UPST Earnings Guidance Overblown
Indeed, Upstart’s management guidance was overly optimistic before the first quarter of 2022, and helped to inflate expectations too much.
In fact, Upstart recorded its lowest Wall Street revenue beat in the first quarter, which implies the days of rapid growth are over – at least for now.
Default Rates On The Rise
Another area of concern is the firm’s increasingly onerous default rates, which the company admits are starting to rise again.
There are multiple reasons for this, not least the lack of stimulus money that borrowers received during the pandemic, as well as the obvious headwind of rising inflation on consumers’ disposable income.

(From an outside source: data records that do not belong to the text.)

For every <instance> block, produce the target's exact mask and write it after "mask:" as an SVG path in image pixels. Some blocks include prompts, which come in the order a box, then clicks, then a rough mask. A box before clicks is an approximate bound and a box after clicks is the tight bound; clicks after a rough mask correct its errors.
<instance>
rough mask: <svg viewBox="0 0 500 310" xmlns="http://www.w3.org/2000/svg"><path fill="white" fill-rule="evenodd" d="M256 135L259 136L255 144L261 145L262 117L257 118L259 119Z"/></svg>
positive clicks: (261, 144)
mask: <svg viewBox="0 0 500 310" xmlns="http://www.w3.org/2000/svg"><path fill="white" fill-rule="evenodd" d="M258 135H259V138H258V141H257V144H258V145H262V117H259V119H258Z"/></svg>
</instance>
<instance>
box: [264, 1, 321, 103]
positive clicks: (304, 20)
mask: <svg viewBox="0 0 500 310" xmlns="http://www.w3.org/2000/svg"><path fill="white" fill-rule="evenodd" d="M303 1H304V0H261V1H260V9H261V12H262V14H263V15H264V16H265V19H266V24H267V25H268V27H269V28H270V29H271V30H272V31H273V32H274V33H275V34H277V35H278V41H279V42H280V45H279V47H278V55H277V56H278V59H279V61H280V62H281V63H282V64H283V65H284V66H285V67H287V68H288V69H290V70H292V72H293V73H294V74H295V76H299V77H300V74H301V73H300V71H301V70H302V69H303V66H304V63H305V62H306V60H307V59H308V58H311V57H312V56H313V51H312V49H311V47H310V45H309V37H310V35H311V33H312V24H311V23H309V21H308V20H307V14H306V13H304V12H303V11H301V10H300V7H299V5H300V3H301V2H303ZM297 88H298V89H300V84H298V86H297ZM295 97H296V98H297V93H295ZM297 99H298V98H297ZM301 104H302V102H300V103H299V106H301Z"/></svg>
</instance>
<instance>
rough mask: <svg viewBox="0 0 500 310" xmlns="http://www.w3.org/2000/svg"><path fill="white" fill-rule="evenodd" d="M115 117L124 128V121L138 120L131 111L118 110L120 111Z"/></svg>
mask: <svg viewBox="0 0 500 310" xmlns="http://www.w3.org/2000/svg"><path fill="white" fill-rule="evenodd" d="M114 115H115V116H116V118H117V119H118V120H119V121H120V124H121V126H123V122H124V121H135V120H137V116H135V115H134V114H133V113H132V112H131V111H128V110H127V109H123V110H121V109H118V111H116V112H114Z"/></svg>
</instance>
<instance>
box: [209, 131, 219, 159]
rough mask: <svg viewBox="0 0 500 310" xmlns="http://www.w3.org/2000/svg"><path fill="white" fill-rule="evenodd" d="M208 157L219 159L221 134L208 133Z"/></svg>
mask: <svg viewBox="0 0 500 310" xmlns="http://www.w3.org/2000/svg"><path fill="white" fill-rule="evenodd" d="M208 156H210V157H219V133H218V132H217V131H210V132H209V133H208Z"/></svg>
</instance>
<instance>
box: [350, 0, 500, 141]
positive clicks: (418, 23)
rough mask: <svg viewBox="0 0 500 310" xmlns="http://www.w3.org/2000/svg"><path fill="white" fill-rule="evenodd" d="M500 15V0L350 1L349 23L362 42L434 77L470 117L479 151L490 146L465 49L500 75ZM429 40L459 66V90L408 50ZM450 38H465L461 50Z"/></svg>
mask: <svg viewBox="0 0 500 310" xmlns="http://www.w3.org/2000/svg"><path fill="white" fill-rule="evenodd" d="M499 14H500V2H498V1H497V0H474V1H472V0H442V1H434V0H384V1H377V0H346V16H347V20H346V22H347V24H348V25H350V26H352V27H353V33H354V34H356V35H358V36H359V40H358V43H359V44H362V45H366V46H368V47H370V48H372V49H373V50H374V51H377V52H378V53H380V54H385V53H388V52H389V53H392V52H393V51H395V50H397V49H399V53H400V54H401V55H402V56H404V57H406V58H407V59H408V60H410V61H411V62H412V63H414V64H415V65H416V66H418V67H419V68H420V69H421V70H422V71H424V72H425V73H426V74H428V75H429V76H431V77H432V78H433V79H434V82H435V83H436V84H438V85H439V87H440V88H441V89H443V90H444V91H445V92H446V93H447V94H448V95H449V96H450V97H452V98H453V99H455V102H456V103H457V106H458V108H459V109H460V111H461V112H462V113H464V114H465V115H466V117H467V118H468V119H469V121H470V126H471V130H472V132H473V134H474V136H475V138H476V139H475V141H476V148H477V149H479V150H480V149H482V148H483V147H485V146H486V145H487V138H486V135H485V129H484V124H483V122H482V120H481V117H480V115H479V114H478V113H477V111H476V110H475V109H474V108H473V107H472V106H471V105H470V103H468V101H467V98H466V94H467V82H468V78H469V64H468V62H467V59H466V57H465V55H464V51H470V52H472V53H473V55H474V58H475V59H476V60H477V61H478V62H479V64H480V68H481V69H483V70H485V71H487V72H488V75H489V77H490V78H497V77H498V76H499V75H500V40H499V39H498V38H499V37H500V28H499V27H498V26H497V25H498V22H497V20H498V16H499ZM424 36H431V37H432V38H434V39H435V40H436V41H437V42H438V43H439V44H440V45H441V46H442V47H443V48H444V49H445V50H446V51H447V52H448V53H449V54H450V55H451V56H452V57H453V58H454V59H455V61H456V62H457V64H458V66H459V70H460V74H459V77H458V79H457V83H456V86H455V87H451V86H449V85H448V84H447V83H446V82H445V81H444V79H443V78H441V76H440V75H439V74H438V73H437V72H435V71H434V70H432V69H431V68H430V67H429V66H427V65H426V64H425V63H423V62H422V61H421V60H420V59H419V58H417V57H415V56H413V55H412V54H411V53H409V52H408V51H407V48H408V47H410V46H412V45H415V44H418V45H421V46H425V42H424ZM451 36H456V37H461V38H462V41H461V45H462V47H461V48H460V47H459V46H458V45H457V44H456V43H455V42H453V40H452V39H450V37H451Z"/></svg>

However, UPST also believes that part of this default problem is the altered customer mix that its AI-powered platform has started to recommend. Indeed, of all the issues Upstart might face going forward, this could be the most damaging – i.e., if its machine-learning algorithms are pushing bad loans to its users, the company has lost the one thing that truly differentiates it from its industry rivals.
Upstart Providing Loan Capital Shocks Wall Street
The company dropped a bombshell during its first-quarter earnings call, revealing it had provided the capital to originate some of its own loans.
Wall Street’s shock at the disclosure saw the firm lose around another 70% of its value, with almost all analysts downgrading their assessment of the business following the news.
It has to be said, however, that Upstart explained and defended its decision to carry more loans on its balance sheet. The firm’s CFO, Sanjay Datta, pointed out that its platform is “borrower constrained,
” and is always looking for new ways to find customers at good unit economics.
Indeed, the number of loans it chose to originate was relatively modest, with the company not quite expecting the vicious market response that its action received.
Will Upstart Ever Be Profitable?
While Upstart’s near-term fortunes will be dictated by the wider macro-economic outlook, its long-term prospects could be more positive.
The threat of an imminent recession will certainly take its toll on UPST’s profitability. However, it’s not unreasonable to think that if the firm can weather the present headwinds, it could emerge on the other side stronger.
Even so, it would take a brave investor to put money into a stock that’s fallen over 90% since October last year.